In this section, we will train the models using Decision Trees, Logistic Regression, and Support Vector Machines (SVM) and evaluate their performance using K-Fold cross-validation.

## 4.1 Model Initialization


In [None]:
from sklearn.model_selection import train_test_split
from sklearn.tree import DecisionTreeClassifier
from sklearn.linear_model import LogisticRegression
from sklearn.svm import SVC
from sklearn.model_selection import cross_val_score

# Split the data into training and testing sets
X_train, X_test, y_train, y_test = train_test_split(X_res, y_res, test_size=0.2, random_state=42)

# Initialize models
models = {
    'Decision Tree': DecisionTreeClassifier(),
    'Logistic Regression': LogisticRegression(),
    'SVM': SVC()
}


## 4.2 Model Training & Cross-Validation


In [None]:
# Train and evaluate each model using cross-validation
for model_name, model in models.items():
    scores = cross_val_score(model, X_train, y_train, cv=5, scoring='accuracy')
    print(f"{model_name} Accuracy: {scores.mean():.4f}")
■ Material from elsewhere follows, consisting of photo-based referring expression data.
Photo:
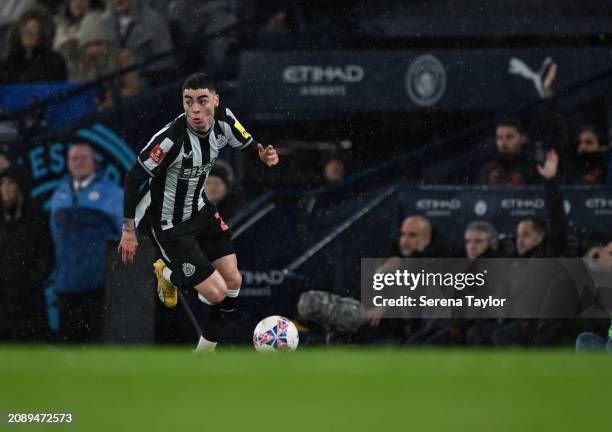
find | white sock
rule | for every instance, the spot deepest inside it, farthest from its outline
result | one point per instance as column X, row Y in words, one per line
column 205, row 345
column 166, row 273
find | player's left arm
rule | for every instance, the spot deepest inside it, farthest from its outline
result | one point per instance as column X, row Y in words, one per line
column 239, row 138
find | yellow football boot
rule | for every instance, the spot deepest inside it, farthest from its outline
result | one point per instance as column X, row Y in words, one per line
column 167, row 293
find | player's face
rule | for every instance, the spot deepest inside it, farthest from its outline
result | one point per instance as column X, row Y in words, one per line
column 199, row 105
column 527, row 237
column 475, row 243
column 81, row 162
column 30, row 34
column 9, row 192
column 508, row 140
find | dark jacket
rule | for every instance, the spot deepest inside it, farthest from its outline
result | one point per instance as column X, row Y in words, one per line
column 554, row 243
column 26, row 261
column 511, row 170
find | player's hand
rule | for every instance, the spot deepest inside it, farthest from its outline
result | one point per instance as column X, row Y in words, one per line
column 268, row 155
column 127, row 246
column 549, row 169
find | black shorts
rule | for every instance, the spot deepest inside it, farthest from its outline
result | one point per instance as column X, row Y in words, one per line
column 191, row 247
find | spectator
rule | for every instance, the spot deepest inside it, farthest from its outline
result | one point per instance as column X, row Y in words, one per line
column 590, row 162
column 515, row 163
column 142, row 31
column 30, row 56
column 100, row 57
column 86, row 212
column 536, row 238
column 26, row 260
column 218, row 190
column 481, row 240
column 69, row 30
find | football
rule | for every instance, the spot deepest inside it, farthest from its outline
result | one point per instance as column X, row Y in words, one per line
column 275, row 333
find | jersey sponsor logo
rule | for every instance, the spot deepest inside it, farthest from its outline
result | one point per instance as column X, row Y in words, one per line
column 221, row 140
column 241, row 129
column 426, row 80
column 187, row 173
column 188, row 269
column 157, row 154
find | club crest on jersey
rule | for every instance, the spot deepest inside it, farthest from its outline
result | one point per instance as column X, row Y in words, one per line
column 188, row 269
column 157, row 154
column 221, row 140
column 187, row 173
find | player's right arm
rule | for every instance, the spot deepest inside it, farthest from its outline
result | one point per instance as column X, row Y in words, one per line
column 129, row 243
column 154, row 159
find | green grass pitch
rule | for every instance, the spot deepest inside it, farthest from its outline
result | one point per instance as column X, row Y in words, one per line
column 148, row 389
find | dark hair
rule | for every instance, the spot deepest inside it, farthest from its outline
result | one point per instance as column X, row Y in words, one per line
column 601, row 139
column 511, row 121
column 538, row 224
column 487, row 228
column 47, row 29
column 199, row 81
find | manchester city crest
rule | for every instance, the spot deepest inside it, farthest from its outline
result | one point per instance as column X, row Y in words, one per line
column 425, row 80
column 188, row 269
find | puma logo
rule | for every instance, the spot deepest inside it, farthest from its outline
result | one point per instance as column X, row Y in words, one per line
column 518, row 67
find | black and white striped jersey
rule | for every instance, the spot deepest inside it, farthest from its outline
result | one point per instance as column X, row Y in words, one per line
column 178, row 160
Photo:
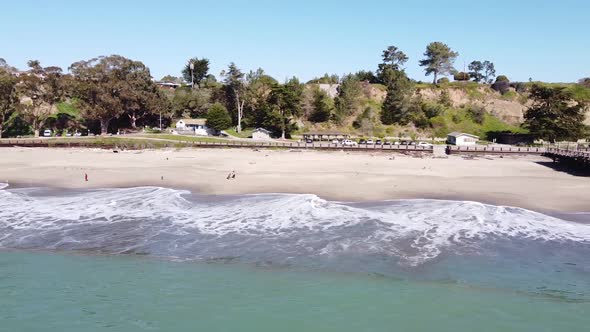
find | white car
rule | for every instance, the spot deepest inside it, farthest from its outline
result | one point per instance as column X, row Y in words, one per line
column 348, row 142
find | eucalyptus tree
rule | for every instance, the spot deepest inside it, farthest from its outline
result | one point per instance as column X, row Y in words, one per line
column 41, row 88
column 439, row 60
column 234, row 80
column 9, row 99
column 195, row 70
column 108, row 87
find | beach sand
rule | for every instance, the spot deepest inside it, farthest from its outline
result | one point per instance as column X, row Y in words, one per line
column 338, row 175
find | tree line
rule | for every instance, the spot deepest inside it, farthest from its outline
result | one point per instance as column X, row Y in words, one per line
column 112, row 92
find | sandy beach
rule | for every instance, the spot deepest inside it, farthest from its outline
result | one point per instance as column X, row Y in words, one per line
column 345, row 176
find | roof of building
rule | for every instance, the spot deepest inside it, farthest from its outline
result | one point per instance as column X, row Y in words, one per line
column 458, row 134
column 326, row 133
column 194, row 121
column 263, row 130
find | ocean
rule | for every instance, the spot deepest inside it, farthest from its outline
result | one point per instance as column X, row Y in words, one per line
column 160, row 259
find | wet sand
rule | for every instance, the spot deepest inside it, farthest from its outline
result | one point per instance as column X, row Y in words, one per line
column 346, row 176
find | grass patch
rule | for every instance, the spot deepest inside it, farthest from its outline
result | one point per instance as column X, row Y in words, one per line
column 510, row 95
column 68, row 108
column 460, row 120
column 245, row 133
column 191, row 139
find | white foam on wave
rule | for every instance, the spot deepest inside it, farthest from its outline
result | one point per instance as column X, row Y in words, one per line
column 428, row 225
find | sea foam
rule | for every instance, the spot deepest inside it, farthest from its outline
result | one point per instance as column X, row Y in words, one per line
column 168, row 222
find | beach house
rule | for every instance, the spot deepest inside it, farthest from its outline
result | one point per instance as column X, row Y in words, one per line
column 196, row 126
column 261, row 134
column 461, row 139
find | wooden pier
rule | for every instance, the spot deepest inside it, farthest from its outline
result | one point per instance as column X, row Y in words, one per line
column 579, row 158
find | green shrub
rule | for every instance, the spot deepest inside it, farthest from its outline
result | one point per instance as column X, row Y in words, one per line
column 461, row 76
column 218, row 118
column 502, row 78
column 445, row 98
column 509, row 95
column 476, row 113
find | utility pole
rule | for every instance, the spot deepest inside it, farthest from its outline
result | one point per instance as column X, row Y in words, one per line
column 192, row 66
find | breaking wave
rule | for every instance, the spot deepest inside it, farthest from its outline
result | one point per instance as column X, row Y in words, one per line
column 278, row 228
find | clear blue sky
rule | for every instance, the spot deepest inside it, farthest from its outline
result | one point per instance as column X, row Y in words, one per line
column 542, row 39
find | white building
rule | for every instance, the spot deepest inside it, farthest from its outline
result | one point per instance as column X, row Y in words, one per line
column 198, row 126
column 461, row 139
column 261, row 134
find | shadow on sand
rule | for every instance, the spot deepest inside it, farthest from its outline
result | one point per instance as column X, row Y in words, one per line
column 572, row 169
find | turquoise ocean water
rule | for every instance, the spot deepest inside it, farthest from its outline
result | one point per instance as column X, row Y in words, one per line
column 156, row 259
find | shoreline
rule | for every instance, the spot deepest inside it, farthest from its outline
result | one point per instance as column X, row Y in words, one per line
column 518, row 181
column 568, row 215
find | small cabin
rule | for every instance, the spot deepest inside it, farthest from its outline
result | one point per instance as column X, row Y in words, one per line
column 462, row 139
column 261, row 134
column 197, row 126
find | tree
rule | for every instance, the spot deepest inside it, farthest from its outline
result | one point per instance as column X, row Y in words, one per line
column 7, row 68
column 585, row 82
column 439, row 60
column 198, row 73
column 108, row 87
column 461, row 76
column 41, row 89
column 393, row 58
column 326, row 79
column 554, row 114
column 399, row 87
column 350, row 93
column 234, row 81
column 502, row 84
column 475, row 71
column 368, row 76
column 395, row 105
column 9, row 99
column 218, row 118
column 170, row 79
column 190, row 103
column 489, row 72
column 322, row 106
column 285, row 102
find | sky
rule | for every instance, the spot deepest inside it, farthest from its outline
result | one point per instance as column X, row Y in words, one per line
column 538, row 39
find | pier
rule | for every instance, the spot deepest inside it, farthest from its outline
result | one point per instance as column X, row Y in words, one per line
column 579, row 158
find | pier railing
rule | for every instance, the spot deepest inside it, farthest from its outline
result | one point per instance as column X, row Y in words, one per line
column 495, row 149
column 215, row 144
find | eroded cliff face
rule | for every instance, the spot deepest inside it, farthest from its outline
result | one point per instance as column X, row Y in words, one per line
column 509, row 108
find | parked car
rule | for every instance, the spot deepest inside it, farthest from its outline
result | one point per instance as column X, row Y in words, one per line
column 424, row 144
column 348, row 142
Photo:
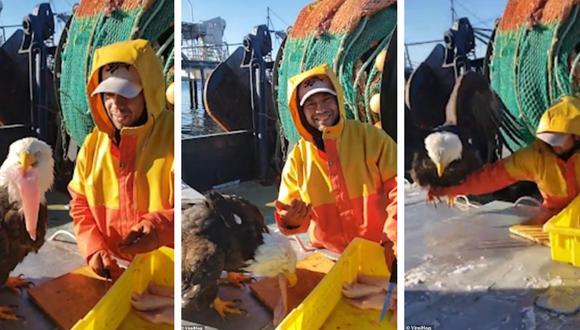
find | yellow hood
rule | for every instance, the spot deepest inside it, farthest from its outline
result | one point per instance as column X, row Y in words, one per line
column 562, row 117
column 293, row 103
column 141, row 55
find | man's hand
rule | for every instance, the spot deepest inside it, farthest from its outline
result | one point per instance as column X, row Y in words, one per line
column 103, row 265
column 142, row 238
column 294, row 214
column 155, row 304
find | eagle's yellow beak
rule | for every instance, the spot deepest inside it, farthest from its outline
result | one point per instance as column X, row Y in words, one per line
column 292, row 279
column 26, row 160
column 440, row 169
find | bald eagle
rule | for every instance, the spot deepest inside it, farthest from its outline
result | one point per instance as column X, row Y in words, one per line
column 25, row 176
column 227, row 233
column 469, row 137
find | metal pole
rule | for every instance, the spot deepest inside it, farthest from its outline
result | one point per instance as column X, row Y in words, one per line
column 453, row 14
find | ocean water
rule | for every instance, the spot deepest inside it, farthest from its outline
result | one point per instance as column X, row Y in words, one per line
column 195, row 121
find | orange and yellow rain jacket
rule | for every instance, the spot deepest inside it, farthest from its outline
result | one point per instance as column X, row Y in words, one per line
column 557, row 180
column 115, row 186
column 351, row 185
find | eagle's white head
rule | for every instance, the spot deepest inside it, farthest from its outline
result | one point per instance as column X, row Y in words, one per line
column 443, row 148
column 274, row 257
column 27, row 174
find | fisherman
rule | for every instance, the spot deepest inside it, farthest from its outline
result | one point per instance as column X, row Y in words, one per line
column 552, row 161
column 122, row 188
column 341, row 175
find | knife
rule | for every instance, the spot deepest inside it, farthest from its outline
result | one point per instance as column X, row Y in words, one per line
column 108, row 279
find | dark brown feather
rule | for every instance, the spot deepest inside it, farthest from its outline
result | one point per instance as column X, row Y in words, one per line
column 15, row 242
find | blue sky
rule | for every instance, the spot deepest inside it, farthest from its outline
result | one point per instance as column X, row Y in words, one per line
column 429, row 19
column 241, row 16
column 15, row 10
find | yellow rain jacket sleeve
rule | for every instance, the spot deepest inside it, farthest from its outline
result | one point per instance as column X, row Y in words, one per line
column 351, row 185
column 116, row 186
column 557, row 180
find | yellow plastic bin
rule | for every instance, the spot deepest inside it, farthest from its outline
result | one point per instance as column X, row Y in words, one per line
column 324, row 307
column 564, row 232
column 114, row 311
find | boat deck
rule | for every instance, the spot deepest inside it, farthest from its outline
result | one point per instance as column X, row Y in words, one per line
column 465, row 270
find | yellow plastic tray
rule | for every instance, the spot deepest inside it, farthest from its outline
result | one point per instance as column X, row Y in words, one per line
column 564, row 231
column 324, row 307
column 114, row 311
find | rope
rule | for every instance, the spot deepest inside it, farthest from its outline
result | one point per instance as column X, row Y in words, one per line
column 151, row 17
column 530, row 199
column 383, row 44
column 462, row 202
column 561, row 38
column 165, row 45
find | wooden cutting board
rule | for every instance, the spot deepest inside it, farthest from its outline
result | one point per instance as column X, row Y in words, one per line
column 68, row 298
column 532, row 232
column 310, row 271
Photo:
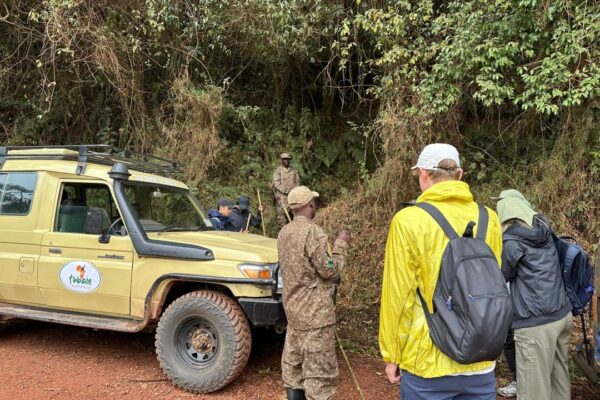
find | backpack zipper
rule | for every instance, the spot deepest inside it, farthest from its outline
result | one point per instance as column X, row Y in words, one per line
column 449, row 299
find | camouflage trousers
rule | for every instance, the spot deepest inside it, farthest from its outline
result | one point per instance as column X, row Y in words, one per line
column 309, row 362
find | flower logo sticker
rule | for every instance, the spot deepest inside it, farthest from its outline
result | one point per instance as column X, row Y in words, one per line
column 80, row 276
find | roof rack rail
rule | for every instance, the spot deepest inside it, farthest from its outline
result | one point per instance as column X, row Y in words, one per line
column 93, row 153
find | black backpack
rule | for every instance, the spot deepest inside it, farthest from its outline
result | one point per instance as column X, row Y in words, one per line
column 472, row 309
column 577, row 272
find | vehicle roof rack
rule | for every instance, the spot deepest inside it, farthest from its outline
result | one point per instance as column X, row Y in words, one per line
column 92, row 153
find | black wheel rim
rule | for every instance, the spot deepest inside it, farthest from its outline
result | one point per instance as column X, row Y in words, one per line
column 197, row 342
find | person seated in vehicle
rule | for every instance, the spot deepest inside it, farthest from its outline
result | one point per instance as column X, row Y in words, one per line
column 241, row 217
column 220, row 217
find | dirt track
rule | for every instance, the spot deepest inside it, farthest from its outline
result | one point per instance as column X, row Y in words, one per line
column 47, row 361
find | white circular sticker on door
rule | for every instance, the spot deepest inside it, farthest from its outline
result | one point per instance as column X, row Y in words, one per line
column 80, row 276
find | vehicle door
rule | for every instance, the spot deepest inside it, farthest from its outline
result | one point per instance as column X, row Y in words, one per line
column 80, row 269
column 19, row 239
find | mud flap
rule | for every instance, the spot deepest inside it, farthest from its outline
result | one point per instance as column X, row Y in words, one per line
column 581, row 360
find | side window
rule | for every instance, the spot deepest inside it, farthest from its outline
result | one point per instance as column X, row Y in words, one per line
column 78, row 200
column 16, row 192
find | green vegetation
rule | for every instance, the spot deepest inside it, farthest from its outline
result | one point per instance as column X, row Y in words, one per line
column 352, row 88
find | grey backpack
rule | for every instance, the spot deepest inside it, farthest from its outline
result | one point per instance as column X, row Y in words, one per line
column 472, row 309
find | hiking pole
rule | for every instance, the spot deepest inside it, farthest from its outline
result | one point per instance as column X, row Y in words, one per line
column 248, row 222
column 262, row 219
column 362, row 396
column 586, row 340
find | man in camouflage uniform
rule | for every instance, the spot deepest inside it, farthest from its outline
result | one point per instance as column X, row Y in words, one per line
column 309, row 270
column 285, row 178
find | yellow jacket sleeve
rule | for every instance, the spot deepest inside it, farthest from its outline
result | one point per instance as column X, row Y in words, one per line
column 398, row 291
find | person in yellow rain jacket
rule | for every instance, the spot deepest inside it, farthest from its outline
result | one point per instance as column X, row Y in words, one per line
column 413, row 257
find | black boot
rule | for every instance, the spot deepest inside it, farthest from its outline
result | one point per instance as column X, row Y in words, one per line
column 295, row 394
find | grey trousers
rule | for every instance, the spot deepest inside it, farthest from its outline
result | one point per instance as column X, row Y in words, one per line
column 542, row 361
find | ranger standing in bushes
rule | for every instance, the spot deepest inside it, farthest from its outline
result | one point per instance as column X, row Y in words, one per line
column 285, row 178
column 309, row 364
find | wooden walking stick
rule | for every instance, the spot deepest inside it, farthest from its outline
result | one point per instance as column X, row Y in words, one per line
column 248, row 222
column 262, row 219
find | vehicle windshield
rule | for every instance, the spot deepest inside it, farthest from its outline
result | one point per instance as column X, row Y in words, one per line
column 165, row 208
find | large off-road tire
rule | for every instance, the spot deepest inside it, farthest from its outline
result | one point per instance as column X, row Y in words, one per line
column 203, row 341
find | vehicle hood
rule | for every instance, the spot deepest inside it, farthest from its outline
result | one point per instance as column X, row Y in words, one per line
column 227, row 245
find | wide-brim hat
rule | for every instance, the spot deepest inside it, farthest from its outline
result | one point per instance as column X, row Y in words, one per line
column 244, row 202
column 513, row 205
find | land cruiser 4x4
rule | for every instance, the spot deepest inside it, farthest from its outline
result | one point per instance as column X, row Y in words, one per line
column 96, row 237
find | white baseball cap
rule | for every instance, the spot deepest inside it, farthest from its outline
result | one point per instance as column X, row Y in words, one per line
column 432, row 154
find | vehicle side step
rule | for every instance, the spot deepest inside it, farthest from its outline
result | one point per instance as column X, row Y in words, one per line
column 70, row 318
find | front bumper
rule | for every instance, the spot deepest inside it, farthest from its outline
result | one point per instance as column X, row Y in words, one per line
column 264, row 311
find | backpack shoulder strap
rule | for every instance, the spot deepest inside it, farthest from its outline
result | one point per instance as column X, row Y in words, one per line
column 482, row 222
column 440, row 219
column 572, row 253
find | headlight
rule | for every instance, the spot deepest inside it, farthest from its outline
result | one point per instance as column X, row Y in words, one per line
column 257, row 271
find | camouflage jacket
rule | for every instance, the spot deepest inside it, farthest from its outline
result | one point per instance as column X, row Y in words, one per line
column 285, row 179
column 308, row 273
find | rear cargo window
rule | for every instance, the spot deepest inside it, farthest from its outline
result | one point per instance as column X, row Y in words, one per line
column 16, row 192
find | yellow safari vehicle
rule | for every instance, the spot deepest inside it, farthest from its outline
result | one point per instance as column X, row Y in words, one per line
column 101, row 238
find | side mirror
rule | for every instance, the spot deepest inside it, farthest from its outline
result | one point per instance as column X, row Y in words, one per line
column 93, row 223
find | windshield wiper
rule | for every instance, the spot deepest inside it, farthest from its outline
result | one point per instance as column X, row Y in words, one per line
column 175, row 228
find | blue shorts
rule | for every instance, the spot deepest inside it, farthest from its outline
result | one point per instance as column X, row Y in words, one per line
column 462, row 387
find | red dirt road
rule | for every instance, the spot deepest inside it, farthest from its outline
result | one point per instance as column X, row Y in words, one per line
column 48, row 361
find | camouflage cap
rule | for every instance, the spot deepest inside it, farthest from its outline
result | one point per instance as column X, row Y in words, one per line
column 300, row 196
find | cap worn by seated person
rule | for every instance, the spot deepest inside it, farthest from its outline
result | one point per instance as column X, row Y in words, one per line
column 300, row 196
column 225, row 203
column 433, row 154
column 244, row 202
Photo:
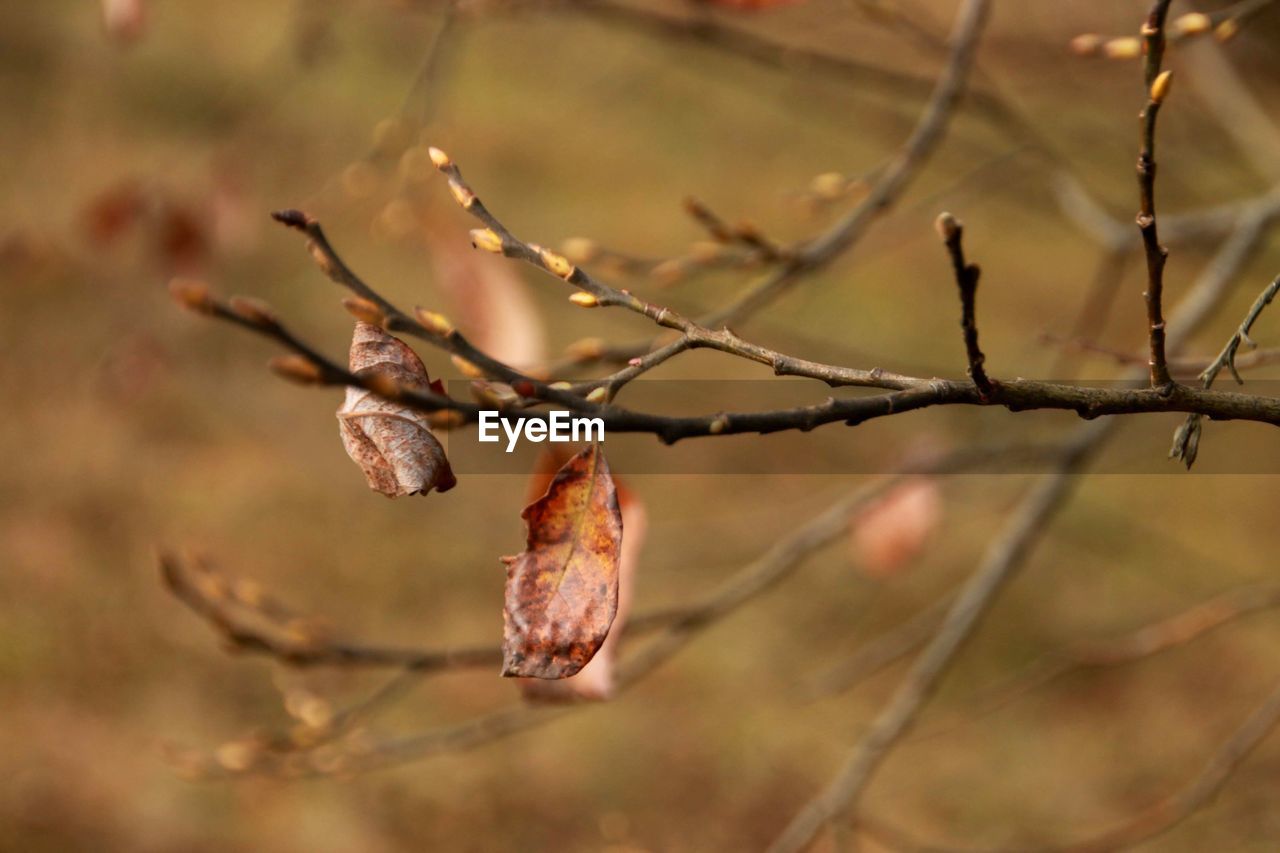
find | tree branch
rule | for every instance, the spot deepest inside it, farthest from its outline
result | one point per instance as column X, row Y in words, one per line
column 1157, row 87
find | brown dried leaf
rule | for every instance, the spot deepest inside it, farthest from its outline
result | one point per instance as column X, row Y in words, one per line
column 891, row 533
column 595, row 682
column 392, row 443
column 562, row 592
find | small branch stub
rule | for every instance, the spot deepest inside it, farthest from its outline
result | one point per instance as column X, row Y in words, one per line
column 951, row 232
column 296, row 368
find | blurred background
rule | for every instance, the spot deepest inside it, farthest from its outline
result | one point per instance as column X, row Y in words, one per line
column 147, row 140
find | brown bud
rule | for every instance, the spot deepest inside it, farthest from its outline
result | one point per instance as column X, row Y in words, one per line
column 1193, row 23
column 255, row 311
column 494, row 395
column 947, row 227
column 462, row 194
column 433, row 322
column 1160, row 86
column 487, row 240
column 439, row 158
column 557, row 264
column 1127, row 48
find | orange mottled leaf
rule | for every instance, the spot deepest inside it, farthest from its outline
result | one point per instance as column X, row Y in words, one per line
column 595, row 682
column 562, row 592
column 392, row 443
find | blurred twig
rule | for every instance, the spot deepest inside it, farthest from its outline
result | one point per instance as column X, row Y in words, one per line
column 1134, row 646
column 676, row 629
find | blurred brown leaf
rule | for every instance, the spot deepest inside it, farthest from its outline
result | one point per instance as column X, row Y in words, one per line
column 490, row 304
column 126, row 21
column 891, row 533
column 392, row 443
column 113, row 211
column 562, row 592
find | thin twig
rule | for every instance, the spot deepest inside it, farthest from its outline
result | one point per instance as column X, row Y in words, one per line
column 967, row 279
column 1187, row 437
column 1157, row 87
column 1002, row 560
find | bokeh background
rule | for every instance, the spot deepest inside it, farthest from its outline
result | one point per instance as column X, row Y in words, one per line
column 152, row 147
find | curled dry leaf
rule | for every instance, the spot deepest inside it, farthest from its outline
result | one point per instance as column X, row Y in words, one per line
column 595, row 682
column 391, row 443
column 490, row 304
column 562, row 592
column 892, row 532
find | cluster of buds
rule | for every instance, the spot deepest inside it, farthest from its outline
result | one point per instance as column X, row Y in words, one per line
column 1188, row 26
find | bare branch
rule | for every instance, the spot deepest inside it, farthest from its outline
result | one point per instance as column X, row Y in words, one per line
column 967, row 279
column 1157, row 87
## 4.3 Model Evaluation Metrics


In [None]:
from sklearn.metrics import classification_report, confusion_matrix

# Choose the best model (e.g., SVM) for evaluation
best_model = SVC()
best_model.fit(X_train, y_train)

# Predict and evaluate the model
y_pred = best_model.predict(X_test)
print(classification_report(y_test, y_pred))
print(confusion_matrix(y_test, y_pred))


# 5. Visualization Dashboard

In this section, we will build a simple interactive dashboard to visualize the churn probabilities and important features contributing to customer churn. We will use **Plotly** and **Dash**.

## 5.1 Build Dashboard (Optional)


In [None]:
# Example code for a simple Plotly dashboard (optional, based on project scope)
import plotly.express as px

# Create a visualization for feature importance (example)
fig = px.bar(x=selected_features, y=best_model.coef_[0])
fig.update_layout(title="Feature Importance", xaxis_title="Features", yaxis_title="Importance")
fig.show()


# 6. Conclusion

This project aimed to build predictive models for customer churn in the telecommunications industry. By using data mining techniques, we successfully identified key predictors of churn and developed a classification model to predict customer attrition.

Future work could involve exploring deep learning techniques or improving the dashboard for better business insights.